Summary Table: Key Targets and Precision Goals for PREX, CREX, and MREX

Experiment	Target	$q$ (fm $^{-1}$ )	Reported/Goal $\sigma_{\Delta r_{np}}$ (fm)
PREX-II	$^{208}$ Pb	0.398	$0.06$ (goal), $0.071$ (reported)
CREX	$^{48}$ Ca	0.873	$0.02$ (goal), $0.026$ (reported)
MREX	$^{208}$ Pb	0.76	$0.03$ (goal, projected)
MREX	$^{48}$ Ca	1.28	$0.02$ (goal, projected)

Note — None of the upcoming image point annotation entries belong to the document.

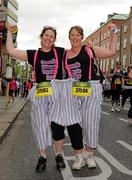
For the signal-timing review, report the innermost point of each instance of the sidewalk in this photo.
(8, 116)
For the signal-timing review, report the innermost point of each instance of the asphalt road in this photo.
(18, 153)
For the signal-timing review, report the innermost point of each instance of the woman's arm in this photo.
(10, 47)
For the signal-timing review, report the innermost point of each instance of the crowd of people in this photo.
(67, 93)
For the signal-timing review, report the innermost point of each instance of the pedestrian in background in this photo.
(47, 63)
(79, 65)
(116, 86)
(12, 89)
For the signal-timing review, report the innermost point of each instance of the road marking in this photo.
(105, 113)
(113, 161)
(127, 146)
(66, 132)
(106, 170)
(123, 119)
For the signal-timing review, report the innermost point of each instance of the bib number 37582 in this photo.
(81, 89)
(44, 89)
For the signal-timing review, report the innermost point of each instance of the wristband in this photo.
(115, 30)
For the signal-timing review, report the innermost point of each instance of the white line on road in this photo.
(128, 146)
(106, 170)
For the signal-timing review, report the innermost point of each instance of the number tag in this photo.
(117, 81)
(81, 89)
(44, 89)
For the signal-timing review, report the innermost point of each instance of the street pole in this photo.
(0, 54)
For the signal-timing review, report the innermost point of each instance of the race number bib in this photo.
(117, 81)
(44, 89)
(81, 89)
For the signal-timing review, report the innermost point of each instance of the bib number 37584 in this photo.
(81, 89)
(44, 89)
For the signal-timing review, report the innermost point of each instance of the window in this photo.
(124, 60)
(125, 29)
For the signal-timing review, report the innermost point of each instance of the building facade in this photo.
(8, 13)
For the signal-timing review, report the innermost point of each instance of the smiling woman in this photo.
(47, 63)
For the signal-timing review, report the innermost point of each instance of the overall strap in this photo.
(34, 62)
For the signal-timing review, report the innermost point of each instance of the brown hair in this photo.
(48, 28)
(79, 29)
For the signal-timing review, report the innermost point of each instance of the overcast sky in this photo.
(62, 14)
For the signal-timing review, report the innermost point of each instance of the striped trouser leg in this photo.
(91, 114)
(40, 125)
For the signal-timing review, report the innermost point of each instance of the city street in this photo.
(18, 153)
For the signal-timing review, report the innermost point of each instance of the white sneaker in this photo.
(91, 162)
(112, 109)
(78, 162)
(118, 109)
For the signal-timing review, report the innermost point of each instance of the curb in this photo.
(5, 134)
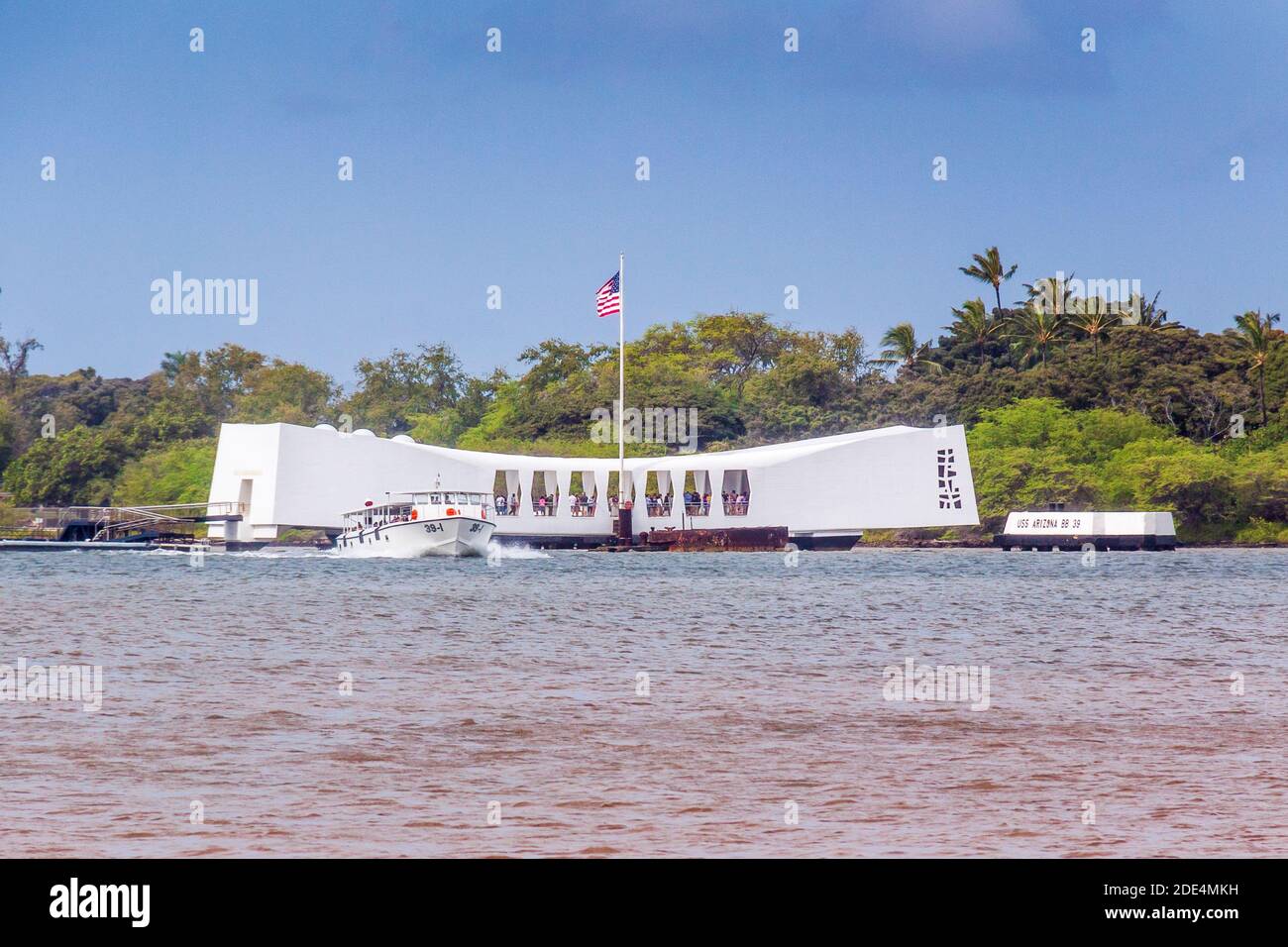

The PREX, CREX, and MREX program, interpreted using Bayesian theory with advanced EDFs, is driving a paradigm shift in the precision mapping of the nuclear symmetry energy and confronting long-standing theoretical assumptions about the density dependence of the isovector channel in nuclear matter. The results inform both terrestrial and astrophysical observables and promise sharper convergence between nuclear structure and neutron star modeling as experimental, theoretical, and computational methodology advances further (Xu et al., 2020, Zhao et al., 2024, Kunjipurayil et al., 10 Mar 2025, Mondal et al., 2022, Reed et al., 2023).